Identification of cell populations expressing Pax3^Cre-driven GFP in live diaphragm domain cultures. (A–D′) Representative images of day 14 cultures prepared from the crural muscle and central tendon domains of Pax3^Cre x Rosa26^mT/flox/mG mouse. In addition to myotubes that were found to be GFP⁺ as anticipated, non-myogenic cells growing as nodules were also GFP⁺, whereas all other kinds of non-myogenic cells were Tomato⁺. (E–F′′) Representative day 21 control cultures prepared from (E) the transitional zone domain of MLC3F-nLacZ mouse (fixed culture for X-gal staining) and (F–F′′) the costal muscle domain of MyoD^iCre x Rosa26^mT/flox/mG mouse (live culture); LacZ and MyoD^iCre-driven GFP expressions are restricted to myogenic cells. Scale bars, 50 µm (A–F′′).

Figure 8.

Characterization of the nodules in diaphragm domain cultures by dual expression of Pax3^Cre-driven GFP and the XLacZ4 transgene.

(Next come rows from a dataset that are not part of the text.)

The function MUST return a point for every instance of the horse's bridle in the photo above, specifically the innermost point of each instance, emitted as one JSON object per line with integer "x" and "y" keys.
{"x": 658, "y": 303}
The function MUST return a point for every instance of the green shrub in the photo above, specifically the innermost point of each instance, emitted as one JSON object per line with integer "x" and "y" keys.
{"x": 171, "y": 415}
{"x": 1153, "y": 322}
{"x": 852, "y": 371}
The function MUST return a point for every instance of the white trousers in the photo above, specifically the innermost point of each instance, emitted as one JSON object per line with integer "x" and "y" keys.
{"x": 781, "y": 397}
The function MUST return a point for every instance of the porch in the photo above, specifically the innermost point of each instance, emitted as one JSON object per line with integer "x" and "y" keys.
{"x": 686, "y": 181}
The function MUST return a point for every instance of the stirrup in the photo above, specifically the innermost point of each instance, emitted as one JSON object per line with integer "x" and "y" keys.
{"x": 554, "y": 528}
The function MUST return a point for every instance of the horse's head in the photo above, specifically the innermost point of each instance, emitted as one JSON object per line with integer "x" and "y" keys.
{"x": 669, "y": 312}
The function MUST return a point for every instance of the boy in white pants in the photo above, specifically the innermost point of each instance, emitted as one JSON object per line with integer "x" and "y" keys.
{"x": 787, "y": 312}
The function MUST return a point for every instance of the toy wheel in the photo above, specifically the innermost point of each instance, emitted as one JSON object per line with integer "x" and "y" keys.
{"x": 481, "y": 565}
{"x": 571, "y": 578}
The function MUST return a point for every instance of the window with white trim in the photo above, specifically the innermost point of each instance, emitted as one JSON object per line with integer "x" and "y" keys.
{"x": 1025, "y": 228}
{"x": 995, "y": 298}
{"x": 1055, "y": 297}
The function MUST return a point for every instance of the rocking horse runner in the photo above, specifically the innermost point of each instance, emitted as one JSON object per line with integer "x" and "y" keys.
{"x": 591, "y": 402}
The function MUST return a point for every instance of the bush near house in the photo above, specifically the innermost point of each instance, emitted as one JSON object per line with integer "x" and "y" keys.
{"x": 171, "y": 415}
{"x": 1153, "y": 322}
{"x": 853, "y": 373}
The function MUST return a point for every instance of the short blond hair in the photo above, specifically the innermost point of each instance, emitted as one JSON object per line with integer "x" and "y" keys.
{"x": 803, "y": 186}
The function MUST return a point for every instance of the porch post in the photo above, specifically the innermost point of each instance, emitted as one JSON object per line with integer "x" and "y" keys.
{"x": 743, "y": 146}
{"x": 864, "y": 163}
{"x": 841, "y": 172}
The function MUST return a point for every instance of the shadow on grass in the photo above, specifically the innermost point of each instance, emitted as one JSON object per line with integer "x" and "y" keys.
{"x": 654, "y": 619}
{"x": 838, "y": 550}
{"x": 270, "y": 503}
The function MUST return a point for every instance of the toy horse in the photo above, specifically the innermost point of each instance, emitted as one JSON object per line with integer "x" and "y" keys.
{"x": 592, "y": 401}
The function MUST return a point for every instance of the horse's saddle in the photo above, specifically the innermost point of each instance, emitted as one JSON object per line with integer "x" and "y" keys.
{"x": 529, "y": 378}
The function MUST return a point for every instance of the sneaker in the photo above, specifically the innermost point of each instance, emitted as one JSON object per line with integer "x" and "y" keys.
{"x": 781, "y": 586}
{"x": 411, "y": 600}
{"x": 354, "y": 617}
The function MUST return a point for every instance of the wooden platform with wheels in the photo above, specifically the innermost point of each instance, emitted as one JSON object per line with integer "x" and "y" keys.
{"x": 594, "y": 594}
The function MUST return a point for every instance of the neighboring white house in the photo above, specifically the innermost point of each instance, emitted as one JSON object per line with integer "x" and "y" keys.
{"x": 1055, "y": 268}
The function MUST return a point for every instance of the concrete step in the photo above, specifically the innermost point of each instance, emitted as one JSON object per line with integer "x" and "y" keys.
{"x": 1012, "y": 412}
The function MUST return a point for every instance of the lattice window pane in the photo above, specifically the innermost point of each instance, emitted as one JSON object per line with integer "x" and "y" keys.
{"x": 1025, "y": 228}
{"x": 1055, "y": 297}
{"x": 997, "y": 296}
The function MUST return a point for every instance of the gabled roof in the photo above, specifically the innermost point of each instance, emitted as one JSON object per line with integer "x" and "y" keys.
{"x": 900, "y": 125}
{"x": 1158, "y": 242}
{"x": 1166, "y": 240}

Cultures of the four diaphragm domains were prepared from a Pax3^Cre x Rosa26^mT/flox/mG x XLacZ4 mouse. (A–D′′) Representative paired fluorescent and phase images of nodules from the four domain cultures after fixation in 2% paraformaldehyde and staining with X-gal at day 14. The apparent double fluorescent reporter expression at the periphery of the nodules is not within the same cells and is due to outgrowth of the enlarging nodules over Tomato⁺ cells and/or growth of Tomato⁺ cells under the nodules. Scale bars, 50 µm (A–D′′).